Several significant foreign retailers are jostling to acquire leading hypermarket and supermarket chains operated by Indonesia’s Matahari group, to gain a foothold in one of Asia’s most powerful emerging economies.

The Jakarta-listed Matahari Putra Prima hired Merrill Lynch to review “all strategic options to maximise shareholder value”, including a possible acquisition, a person close to the situation told the Financial Times. It is accepting bids for 82 hypermarkets and supermarkets nationwide with annual sales of roughly $1bn. Shares in the company jumped 4.89 per cent on the news to 1,500 rupiah on Tuesday.

Lotte Shopping, South Korea’s second-largest retailer said it was seeking to boost its presence in the south-east Asian country of 237m. “We have been looking for opportunities to expand abroad, especially in the retail sector.”

The South Korean retailer hopes to add Matahari to a number of recent deals in China, Russia and south-east Asia as competition intensified at home.

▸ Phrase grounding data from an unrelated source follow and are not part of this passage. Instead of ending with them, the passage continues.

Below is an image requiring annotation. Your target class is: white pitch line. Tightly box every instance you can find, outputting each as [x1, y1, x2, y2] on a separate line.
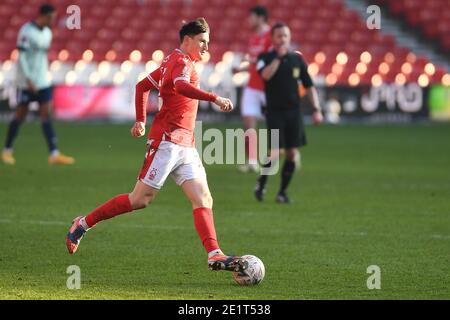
[0, 218, 191, 231]
[0, 218, 448, 240]
[430, 234, 450, 240]
[24, 220, 67, 226]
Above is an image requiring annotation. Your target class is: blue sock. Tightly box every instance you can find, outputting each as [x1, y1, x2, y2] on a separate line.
[5, 119, 22, 149]
[41, 120, 58, 153]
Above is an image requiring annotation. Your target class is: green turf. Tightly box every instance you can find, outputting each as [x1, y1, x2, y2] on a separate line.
[0, 121, 449, 299]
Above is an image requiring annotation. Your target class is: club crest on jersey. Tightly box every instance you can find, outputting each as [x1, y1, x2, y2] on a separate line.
[148, 168, 158, 180]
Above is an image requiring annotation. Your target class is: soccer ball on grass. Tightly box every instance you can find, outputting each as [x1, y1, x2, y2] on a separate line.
[232, 255, 265, 286]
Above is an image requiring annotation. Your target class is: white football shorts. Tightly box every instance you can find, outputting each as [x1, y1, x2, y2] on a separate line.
[138, 139, 207, 189]
[240, 87, 266, 118]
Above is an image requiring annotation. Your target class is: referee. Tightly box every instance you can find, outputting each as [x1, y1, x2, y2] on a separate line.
[254, 22, 323, 203]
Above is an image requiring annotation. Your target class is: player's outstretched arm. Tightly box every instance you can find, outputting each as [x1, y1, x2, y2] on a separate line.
[132, 70, 160, 138]
[174, 80, 217, 101]
[174, 80, 233, 112]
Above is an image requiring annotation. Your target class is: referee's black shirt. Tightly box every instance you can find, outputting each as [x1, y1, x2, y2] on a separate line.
[256, 50, 314, 111]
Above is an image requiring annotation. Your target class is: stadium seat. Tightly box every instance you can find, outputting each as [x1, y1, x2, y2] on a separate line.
[381, 0, 449, 54]
[0, 0, 446, 84]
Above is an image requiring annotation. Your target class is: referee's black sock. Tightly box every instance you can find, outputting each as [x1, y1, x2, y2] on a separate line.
[257, 161, 272, 189]
[279, 160, 296, 194]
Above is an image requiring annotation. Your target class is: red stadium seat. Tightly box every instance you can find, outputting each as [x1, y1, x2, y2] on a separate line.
[382, 0, 449, 54]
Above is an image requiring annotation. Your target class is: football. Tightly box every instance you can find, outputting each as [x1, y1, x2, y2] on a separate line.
[232, 255, 265, 286]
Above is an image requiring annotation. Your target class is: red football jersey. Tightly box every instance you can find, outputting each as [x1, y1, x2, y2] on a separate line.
[147, 49, 204, 147]
[247, 29, 272, 91]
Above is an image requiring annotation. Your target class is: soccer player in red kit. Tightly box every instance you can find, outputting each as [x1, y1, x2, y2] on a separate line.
[66, 18, 247, 273]
[232, 6, 271, 173]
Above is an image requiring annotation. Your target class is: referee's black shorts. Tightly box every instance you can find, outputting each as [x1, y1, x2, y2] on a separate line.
[266, 108, 306, 149]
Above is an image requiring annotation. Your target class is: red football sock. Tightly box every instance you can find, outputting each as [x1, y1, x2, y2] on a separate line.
[85, 194, 133, 228]
[245, 128, 258, 165]
[193, 207, 220, 253]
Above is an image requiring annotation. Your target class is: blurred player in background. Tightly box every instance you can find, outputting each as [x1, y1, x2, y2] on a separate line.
[232, 6, 271, 173]
[1, 4, 74, 165]
[255, 23, 323, 204]
[66, 18, 248, 274]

It took over Times, the Chinese supermarket operator, for $630m last year and runs 21 outlets in Indonesia through the 2008 acquisition of PT Indonesia Makro, a Dutch wholesaler.

The fresh interest in Indonesia’s booming retail sector comes on the heels of the sale of Matahari’s department stores, a separate unit, to CVC Capital in January for $806m. That transaction, the largest private equity deal in Indonesia’s history, is a sign of growing confidence in the nation’s potential to become the next growth story.

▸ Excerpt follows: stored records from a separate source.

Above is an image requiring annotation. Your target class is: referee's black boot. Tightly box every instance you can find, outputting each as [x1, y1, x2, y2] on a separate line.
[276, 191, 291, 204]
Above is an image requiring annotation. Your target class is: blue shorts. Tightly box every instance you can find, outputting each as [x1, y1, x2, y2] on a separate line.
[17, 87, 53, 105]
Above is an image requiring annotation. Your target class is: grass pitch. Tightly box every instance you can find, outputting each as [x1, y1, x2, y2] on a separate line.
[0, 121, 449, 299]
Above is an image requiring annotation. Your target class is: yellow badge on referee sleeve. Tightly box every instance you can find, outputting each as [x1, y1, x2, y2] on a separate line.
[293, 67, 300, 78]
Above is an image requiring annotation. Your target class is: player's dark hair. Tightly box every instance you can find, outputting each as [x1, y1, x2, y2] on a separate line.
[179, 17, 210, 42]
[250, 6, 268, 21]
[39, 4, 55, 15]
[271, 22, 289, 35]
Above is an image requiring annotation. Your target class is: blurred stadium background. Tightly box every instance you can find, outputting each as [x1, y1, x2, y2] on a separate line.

Indonesia, the world’s third-largest democracy, has come through recent global financial turmoil almost untouched. Its stock and bond markets have attracted record levels of capital this year, driven by positive sentiment about its solid fiscal regime, macroeconomic fundamentals and stable politics.

As companies line up to secure their places in Indonesia’s growth markets, they could end up driving up the price of acquisitions.

“You are going to start seeing some very competitive forces taking place to get the deals,” Edward Gustely, a private equity specialist and senior adviser to the Indonesian Finance Ministry, told the FT.

Over the past 10 days, Merrill received huge interest from “foreign players looking to get into Indonesia’s hypermarket sector”, through Matahari, the person close to the situation said. Bids were being received by Merrill and would be reviewed by shareholders.

The Lippo Group, owned by the billionaire Riyadi family, is the largest shareholder of Matahari, with a combined stake of more than 50 per cent. The company could not immediately be reached for comment.